School: Desert View
I enjoy good B movies as any other good movie, but watching Dwight H. Little’s “Anacondas: The Hunt for the Blood Orchid,” was one of the most horrific events of my life!
Picture this, a movie based on the true existence of a gigantic snake (the anaconda) that is dramatically, ridiculously made larger for I’m guessing a more frightening experience. Well, guess what – it worked! That terrible digital work of art called a snake was pretty scary. I still can’t believe people actually distributed this movie.
The movie begins in the middle of the jungle in Borneo, Indonesia, where bloodthirsty anacondas make their home. In search of the blood orchid, a team of snotty, annoying, attractive gold diggers take on the task. Theory has it that this orchid, which blooms only for two weeks every seven years, holds the key chemical to the fountain of youth – which by the way promises to make each of the characters filthy rich.

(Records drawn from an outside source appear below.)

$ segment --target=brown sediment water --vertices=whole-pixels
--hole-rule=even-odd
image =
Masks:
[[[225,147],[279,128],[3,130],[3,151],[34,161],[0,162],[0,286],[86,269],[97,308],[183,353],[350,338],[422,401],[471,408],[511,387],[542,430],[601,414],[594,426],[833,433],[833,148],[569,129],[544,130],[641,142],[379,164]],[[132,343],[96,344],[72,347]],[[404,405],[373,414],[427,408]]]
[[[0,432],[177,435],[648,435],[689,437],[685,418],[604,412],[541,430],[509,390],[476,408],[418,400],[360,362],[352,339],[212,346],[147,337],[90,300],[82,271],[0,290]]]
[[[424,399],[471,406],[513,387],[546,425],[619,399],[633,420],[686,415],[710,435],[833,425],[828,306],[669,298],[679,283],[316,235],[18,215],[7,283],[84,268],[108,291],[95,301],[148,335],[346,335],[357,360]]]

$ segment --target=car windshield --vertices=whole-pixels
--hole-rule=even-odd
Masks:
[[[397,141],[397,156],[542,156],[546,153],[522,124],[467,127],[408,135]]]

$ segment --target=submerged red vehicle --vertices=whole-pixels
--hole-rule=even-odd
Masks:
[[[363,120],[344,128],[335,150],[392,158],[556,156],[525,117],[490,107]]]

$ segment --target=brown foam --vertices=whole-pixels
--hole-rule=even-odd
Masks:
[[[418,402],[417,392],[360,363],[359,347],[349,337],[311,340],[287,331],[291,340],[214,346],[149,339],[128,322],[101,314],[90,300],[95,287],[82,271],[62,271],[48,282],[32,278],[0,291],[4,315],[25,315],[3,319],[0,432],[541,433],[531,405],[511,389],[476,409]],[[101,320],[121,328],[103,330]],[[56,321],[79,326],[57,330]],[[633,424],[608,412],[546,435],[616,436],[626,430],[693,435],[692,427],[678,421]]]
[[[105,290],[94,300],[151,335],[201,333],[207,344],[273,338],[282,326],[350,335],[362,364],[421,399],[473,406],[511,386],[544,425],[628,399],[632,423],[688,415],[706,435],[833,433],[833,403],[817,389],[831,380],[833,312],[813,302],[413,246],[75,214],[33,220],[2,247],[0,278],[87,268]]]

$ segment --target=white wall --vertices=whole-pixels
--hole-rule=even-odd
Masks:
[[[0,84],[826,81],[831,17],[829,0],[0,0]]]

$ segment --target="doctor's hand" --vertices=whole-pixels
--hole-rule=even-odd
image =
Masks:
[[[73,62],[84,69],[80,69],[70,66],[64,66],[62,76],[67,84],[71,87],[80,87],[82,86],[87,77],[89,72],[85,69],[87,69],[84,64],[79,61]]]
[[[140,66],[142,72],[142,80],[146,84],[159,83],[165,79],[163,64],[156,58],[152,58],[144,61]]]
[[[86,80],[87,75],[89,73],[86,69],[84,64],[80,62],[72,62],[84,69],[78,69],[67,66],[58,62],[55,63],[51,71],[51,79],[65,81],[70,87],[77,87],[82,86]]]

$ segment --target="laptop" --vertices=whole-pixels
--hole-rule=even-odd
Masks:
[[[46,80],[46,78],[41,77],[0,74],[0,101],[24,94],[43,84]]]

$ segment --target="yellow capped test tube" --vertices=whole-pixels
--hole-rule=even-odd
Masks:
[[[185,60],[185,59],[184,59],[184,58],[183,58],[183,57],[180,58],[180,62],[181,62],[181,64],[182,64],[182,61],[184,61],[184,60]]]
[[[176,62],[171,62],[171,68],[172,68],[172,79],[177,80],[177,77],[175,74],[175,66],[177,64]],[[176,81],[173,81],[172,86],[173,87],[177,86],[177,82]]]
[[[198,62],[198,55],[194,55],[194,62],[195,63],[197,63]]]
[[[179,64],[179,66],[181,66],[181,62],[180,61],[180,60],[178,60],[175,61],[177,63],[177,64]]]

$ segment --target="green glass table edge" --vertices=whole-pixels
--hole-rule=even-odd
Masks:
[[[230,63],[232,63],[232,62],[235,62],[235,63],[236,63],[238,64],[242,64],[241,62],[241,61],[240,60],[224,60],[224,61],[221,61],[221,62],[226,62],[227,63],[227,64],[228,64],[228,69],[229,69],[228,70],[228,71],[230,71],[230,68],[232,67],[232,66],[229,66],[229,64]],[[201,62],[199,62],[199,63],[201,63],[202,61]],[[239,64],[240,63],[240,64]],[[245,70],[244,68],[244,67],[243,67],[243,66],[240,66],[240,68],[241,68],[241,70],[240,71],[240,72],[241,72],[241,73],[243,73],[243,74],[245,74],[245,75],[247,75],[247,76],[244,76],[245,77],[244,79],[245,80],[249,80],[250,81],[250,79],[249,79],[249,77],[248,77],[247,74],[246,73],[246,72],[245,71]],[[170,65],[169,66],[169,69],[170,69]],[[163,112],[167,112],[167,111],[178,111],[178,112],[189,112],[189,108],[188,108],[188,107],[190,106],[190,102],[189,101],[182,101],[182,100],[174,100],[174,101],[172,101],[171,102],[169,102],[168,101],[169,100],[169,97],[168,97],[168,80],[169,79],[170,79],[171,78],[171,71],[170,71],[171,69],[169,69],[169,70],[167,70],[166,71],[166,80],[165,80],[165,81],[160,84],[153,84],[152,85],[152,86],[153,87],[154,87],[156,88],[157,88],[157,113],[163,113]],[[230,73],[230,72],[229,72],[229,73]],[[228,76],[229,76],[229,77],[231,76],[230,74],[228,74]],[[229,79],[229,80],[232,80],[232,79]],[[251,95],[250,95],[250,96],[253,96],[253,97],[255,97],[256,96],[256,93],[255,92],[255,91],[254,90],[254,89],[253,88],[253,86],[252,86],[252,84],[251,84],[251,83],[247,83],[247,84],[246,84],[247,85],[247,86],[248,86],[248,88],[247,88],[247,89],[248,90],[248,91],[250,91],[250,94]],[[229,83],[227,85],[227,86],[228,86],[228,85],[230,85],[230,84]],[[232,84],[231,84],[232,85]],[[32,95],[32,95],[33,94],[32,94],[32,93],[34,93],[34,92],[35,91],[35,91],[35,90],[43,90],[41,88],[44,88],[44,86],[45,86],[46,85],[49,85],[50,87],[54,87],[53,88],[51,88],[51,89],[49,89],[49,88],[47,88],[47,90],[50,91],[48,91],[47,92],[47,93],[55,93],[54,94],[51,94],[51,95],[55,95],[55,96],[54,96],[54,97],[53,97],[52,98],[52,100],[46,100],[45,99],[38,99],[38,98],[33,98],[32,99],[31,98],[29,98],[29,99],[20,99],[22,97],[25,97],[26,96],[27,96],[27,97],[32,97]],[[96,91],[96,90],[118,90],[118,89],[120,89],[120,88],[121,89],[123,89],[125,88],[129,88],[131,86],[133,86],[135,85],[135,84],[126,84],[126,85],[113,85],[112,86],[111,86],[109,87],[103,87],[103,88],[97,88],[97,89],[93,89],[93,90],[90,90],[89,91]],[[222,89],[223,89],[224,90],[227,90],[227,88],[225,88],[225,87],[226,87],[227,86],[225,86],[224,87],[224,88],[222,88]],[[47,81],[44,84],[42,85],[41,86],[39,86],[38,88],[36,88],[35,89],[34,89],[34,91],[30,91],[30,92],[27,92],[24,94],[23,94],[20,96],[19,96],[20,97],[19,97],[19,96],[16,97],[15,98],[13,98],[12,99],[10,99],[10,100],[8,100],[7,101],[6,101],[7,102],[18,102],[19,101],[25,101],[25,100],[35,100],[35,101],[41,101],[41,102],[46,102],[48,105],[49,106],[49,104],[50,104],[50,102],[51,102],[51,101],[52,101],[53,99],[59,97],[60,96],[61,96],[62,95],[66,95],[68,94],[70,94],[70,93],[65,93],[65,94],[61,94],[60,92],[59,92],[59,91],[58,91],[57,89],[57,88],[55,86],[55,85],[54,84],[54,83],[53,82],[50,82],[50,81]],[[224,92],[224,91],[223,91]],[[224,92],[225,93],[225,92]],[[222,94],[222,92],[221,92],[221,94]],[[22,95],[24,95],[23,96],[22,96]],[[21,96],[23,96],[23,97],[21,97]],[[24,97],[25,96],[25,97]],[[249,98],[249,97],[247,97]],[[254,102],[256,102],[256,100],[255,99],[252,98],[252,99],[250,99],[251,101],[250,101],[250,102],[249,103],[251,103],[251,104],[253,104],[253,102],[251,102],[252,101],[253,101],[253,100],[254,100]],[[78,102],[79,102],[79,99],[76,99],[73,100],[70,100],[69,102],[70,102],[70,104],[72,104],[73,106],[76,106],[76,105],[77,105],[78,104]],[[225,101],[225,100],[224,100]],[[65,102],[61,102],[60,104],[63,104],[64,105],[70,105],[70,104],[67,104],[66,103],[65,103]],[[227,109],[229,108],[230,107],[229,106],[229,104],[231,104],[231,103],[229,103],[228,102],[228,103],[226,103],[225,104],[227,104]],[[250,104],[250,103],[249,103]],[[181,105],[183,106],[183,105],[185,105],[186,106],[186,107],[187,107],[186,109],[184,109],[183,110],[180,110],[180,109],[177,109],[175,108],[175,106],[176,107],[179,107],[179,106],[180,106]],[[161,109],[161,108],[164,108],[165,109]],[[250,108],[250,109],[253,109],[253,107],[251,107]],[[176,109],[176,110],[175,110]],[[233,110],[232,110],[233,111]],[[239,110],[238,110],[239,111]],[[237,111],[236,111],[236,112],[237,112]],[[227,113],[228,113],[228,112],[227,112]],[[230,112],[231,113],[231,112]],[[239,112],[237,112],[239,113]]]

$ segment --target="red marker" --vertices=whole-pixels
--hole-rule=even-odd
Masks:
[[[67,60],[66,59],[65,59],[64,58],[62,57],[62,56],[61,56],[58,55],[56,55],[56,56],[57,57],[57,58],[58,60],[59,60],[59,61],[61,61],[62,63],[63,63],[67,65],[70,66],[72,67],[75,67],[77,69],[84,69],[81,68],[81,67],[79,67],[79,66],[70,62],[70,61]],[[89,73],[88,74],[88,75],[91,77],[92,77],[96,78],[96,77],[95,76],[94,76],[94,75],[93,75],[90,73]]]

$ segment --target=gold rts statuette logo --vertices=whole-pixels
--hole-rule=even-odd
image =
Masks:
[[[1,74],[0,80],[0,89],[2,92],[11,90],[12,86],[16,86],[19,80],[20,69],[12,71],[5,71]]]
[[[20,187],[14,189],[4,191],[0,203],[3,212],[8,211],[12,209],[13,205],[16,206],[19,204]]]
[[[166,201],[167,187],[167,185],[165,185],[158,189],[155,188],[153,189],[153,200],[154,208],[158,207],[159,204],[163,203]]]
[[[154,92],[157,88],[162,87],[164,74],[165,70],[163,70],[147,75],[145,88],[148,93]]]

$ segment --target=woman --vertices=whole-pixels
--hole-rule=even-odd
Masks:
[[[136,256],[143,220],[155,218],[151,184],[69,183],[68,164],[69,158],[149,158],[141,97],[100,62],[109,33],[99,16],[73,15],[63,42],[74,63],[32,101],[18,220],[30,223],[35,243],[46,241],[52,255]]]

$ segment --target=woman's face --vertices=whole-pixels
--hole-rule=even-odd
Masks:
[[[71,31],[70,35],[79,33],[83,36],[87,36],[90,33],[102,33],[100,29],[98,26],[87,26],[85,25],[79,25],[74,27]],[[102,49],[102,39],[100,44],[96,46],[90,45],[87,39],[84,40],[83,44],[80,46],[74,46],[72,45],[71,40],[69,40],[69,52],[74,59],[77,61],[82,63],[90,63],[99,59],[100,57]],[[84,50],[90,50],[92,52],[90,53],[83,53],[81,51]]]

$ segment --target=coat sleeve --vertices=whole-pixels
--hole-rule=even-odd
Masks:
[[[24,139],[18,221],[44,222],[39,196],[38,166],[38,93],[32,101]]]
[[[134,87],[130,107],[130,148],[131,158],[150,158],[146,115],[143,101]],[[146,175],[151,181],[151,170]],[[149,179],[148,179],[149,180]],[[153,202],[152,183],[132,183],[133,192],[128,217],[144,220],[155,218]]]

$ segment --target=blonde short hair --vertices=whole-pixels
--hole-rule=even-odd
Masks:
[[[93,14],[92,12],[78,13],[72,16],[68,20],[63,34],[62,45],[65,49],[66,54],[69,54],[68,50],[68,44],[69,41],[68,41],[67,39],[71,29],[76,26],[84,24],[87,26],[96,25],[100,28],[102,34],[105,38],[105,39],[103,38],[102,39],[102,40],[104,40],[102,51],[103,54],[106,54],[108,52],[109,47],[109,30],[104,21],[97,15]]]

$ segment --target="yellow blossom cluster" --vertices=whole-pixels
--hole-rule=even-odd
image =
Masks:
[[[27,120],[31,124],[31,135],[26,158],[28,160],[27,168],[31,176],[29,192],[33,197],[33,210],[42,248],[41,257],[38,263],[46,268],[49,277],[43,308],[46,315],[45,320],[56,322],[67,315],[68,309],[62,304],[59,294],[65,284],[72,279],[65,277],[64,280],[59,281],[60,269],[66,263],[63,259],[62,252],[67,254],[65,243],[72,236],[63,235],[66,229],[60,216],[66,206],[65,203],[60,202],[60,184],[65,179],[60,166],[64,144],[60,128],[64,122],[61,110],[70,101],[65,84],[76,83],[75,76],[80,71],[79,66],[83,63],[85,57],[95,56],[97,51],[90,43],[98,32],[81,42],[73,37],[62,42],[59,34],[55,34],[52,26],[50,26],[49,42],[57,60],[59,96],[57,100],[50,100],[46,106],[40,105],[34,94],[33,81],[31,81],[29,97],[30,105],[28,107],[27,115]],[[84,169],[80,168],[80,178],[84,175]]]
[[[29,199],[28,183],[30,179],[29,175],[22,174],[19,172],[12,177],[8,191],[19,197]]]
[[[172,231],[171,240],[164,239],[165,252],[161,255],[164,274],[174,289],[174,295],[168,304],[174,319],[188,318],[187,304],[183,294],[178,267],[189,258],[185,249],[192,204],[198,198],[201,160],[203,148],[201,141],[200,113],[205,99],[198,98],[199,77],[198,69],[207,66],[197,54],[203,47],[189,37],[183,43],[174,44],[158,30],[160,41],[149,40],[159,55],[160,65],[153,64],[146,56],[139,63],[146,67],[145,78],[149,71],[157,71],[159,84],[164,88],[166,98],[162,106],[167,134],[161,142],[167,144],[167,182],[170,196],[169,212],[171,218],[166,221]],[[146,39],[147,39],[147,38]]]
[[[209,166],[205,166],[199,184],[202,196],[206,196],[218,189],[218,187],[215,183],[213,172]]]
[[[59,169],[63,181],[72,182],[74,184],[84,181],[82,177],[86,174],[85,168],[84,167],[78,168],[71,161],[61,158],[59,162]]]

Upon landing in Borneo, the team realizes that getting across the river to the flower is going to cost them a little more than planned – $50,000 to be exact – due to the rainy season. Agreeing to pay, the team heads up the river only to encounter the much dreaded “freak of nature” of “astronomical” size: the anaconda.
Hold on, I thought anacondas were only in South America! Oh yeah, anacondas don’t reside anywhere in Borneo; however, they do in this thing called a movie.
My point is: Please, don’t watch this movie. Paying $8.50 for something worse than what you can possibly find in a “Barney and Friends” episode is nothing worth watching. Obviously, it took a whole lot of imagination to construct this movie. But I’m telling you, it takes a lot more ability and endurance to sit through this movie and actually comprehend the full effect of its stupidity.
Man-eating snakes? Yes
Terrifying plot? No way
Sabino High School
Set in modern times, a scientific expedition hurriedly put together by a powerful pharmaceutical company is sent to the jungles of Borneo to search for a rare black orchid that is only in bloom for six months once every seven years. The company hopes that the orchid can be used to unravel the secrets of youth and immortality. However, what they discover is that the orchid is already being used by a powerful group … a colony of giant snakes that get their super strength, size and vitality from the flowers. Don’t forget, extremely large snakes are also extremely hungry snakes.
The cast includes actors Johnny Messner, Morris Chestnut, Nicholas Gonzalez, Eugene Byrd, Salli Richardson, KaDee Strickland and Karl Yune. All of whom seem to be the worst possible candidates for the film. However, Angelina Jolie did manage to get the lead role in the original. The reason behind hiring director Dwight Little is also unclear. He is best known for directing the films “Free Willy” and “Free Willy 2.” Personally I think that if you’re going to choose a director for a film about giant, man-eating snakes, why get someone who is used to friendly and loving whales?
This movie definitely had potential, but it just didn’t work out too well. I don’t think Little wanted the lines and “antics” of some of the characters to make the audience laugh at points when they were supposed to be terrified. All in all: good movie, bad director. I give it a B- at best.